Of Gratitude, Resilience and Hanukkah
Each year, at Hanukkah, I reflect on the story beyond the story. In the face of the pervasive power of Hellenism, a popular uprising in Judea, led by the Maccabees, succeeded in pushing back Syrian-Greek forces, rededicating the Temple and establishing a dynasty that governed Judea for a century. Yet, self-rule – much of the time characterized by internal conflict -- under that dynasty lasted only a century and, a century beyond that, the Temple was destroyed by the Romans.

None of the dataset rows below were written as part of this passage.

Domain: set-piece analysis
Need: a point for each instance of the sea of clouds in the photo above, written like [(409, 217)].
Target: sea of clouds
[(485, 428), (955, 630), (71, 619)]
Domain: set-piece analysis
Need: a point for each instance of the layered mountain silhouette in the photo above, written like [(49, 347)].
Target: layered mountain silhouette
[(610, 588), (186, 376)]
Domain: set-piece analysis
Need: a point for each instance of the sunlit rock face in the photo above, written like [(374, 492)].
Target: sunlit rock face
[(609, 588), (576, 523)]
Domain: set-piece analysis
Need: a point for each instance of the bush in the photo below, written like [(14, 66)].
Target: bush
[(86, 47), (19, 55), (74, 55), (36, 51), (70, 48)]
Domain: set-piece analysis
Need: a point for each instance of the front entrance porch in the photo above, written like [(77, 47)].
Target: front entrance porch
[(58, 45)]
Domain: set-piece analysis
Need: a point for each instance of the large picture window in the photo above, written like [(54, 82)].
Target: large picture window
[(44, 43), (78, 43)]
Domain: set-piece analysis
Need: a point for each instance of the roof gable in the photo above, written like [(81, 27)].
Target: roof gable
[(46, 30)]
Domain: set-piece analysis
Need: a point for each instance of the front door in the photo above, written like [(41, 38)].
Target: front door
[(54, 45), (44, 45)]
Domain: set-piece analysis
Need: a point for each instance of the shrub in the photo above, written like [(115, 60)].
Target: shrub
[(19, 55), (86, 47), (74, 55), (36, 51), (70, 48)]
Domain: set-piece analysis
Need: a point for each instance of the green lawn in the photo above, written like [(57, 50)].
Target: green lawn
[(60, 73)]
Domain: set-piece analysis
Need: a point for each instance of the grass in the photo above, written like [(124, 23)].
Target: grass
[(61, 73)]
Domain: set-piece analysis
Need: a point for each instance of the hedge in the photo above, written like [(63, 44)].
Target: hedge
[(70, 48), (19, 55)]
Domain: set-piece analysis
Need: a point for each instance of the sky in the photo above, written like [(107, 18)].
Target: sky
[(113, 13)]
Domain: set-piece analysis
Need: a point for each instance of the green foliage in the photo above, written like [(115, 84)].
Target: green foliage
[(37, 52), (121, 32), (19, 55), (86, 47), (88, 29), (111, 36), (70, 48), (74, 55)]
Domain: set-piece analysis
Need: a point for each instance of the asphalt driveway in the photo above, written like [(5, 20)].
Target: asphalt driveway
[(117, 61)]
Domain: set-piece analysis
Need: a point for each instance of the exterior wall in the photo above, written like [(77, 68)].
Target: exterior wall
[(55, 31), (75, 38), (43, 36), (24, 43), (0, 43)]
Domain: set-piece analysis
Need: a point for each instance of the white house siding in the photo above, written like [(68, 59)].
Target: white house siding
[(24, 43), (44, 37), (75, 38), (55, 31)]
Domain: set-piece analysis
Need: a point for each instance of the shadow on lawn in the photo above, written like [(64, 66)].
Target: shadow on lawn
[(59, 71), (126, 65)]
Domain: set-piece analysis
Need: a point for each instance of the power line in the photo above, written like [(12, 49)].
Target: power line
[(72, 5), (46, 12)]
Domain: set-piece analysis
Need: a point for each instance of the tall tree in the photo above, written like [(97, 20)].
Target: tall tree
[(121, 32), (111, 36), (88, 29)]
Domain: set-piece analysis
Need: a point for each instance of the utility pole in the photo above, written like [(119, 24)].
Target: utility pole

Notwithstanding disappointment at the events that unfolded after the success of the revolt, Jews recited and continue to recite a blessing of thanks for miracles experienced “in those days, at this time.” Jewish liturgy also includes the recitation of Hallel – psalms of praise and thanksgiving – as part of each day of Hanukkah. Hanukkah reminds us to appreciate and draw inspiration from celebratory milestones, even beyond the moment.
Hanukkah immediately follows two weekly Torah portions that introduce names by which the Jewish people are known. “Jew” refers to someone whose people once hailed from Judea, or Judah. Judea drew its name from the tribe of Judah, from which the Davidic dynasty emerged. As to the origins of the name Judah, in Genesis 29:35 we read that Leah called her son Judah (Yehudah), the Hebrew word for thankfulness; she expressed gratitude, through that name, for the birth of her fourth son. The very appellation Jew bespeaks gratitude and thanksgiving.
Some years after Judah’s birth, the patriarch Jacob finds himself at a moment of tremendous uncertainty. He is about to encounter his brother Esau who, twenty years earlier, was of a mind to kill him for having “stolen” his birthright; Jacob has heard that Esau is accompanied by four hundred men. On the eve of that encounter, Jacob wrestles with an unknown adversary; he emerges “whole,” and with a new name: Israel, one who has struggled and prevailed (Genesis 32: 25-29).
The descendants of Israel (Jacob), the Jewish people, have, notwithstanding struggles, thrived. More than two millennia after the events we recall at Hanukkah, 6.8 million Jews are among the residents of the flourishing, sovereign Jewish State of Israel, and a similar number of Jews enjoy the opportunities – including religious liberty – that abound in the United States. During challenging times – and, this year is such a period for all humankind -- Hanukkah recalls bright moments of celebration and possibility; it is a summons to gratitude and resilience, and a reminder that light invariably follows darkness, “in those days” and, surely, at this time, too.